The past seven years have been the hottest on modern record with 2021 being the fifth warmest due to increases in atmospheric carbon dioxide and methane, triggering a string natural disaster.
New data released by Copernicus, the European earth monitoring program, shows that the average global temperature last year was 1.1-1.2 degrees Celsius higher than the pre-industrial average (1850). -1900), making it slightly cooler than in 2019 and 2020 but still much warmer than it was decades ago.
Vincent-Henri Peuch, director of atmospheric monitoring at Copernicus, says climate change is to blame for the high temperatures.
“Concentrations of carbon dioxide and methane are continuing to increase every year and show no signs of slowing down,” Peuch said. “These greenhouse gases are the main cause of climate change.”
Levels of atmospheric methane, a warming gas 80 times more potent than carbon dioxide, rose sharply last year – rising at the fastest rate since satellite measurements began.
Human activities are a significant source of methane, due to fossil fuel extraction, waste management and livestock farming, but natural sources of methane, such as from regions wetlands, also appear to be on the rise.
Copernicus said the reason for the increase is still not well understood.
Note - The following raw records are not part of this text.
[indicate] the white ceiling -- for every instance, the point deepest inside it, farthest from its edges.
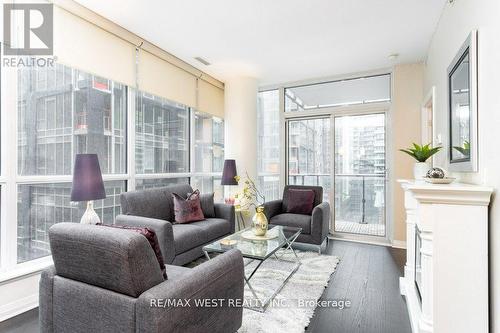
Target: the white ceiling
(281, 40)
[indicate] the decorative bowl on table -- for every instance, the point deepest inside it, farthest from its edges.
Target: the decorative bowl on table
(445, 180)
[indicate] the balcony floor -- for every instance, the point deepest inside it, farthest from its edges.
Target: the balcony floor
(360, 228)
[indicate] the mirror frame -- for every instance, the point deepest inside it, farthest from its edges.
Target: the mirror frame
(465, 164)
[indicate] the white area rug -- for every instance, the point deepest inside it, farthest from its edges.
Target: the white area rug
(287, 313)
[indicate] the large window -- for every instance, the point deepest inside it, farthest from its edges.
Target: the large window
(41, 206)
(268, 144)
(62, 112)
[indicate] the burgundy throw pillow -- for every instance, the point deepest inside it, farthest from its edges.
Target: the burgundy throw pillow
(152, 239)
(189, 209)
(300, 201)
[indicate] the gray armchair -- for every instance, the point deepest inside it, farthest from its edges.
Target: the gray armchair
(315, 227)
(109, 280)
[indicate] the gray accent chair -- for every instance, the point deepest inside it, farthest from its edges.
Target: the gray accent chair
(109, 280)
(315, 227)
(179, 243)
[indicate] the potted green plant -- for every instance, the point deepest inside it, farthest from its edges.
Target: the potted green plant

Levels of carbon dioxide in the atmosphere also rise to the highest average on modern record in 2021, reaching 414 parts per million, according to new data. That represents a nearly 50% increase from pre-industrial levels.
As economic activity surged last year, global carbon dioxide emissions from fossil fuels increased estimated 4.9%, according to calculations by the Cicero Center for International Climate Research in Oslo in 2020, following a 5.4% decline in 2020 due to pandemic restrictions.
Samantha Burgess, deputy director of climate change services Copernicus, said: “It is surprising that the number of records we see has been broken in 2021, pointing to examples such as wildfires across Europe. and heatwaves in Canada.
“As we have a warmer atmosphere, that means those extreme events are becoming more and more likely,” she added. “We know emissions are continuing to rise, so the expectation is that we will see more records broken in 2022.”
Last summer was the hottest on record in Europe, and the continent has experienced a number of weather-related disasters, including devastating floods in Germany and Belgium in July.
The region also experienced heat waves across the Mediterranean, with a new maximum temperature record for Europe of 48.8 degrees Celsius being set in Sicily.
Temperatures across the Pacific Northwest, Canada and Greenland were also unusually hot last year. Severe wildfires in North America have contributed to large amounts of carbon dioxide emissions from burning forests – about 83 million tonnes of carbon dioxide equivalent, the highest levels ever recorded.
Separate climate analysis for 2021 temperature data from the UK Met office and from US NOAA is expected in the coming days.
Carlo Buontempo, Director of Copernicus Climate Change Services, says that temperatures will continue to rise without urgent emissions cuts.
These events are a stark reminder of the need to change the way we are, taking decisive and effective steps towards a sustainable society, and towards reduce net carbon emissions.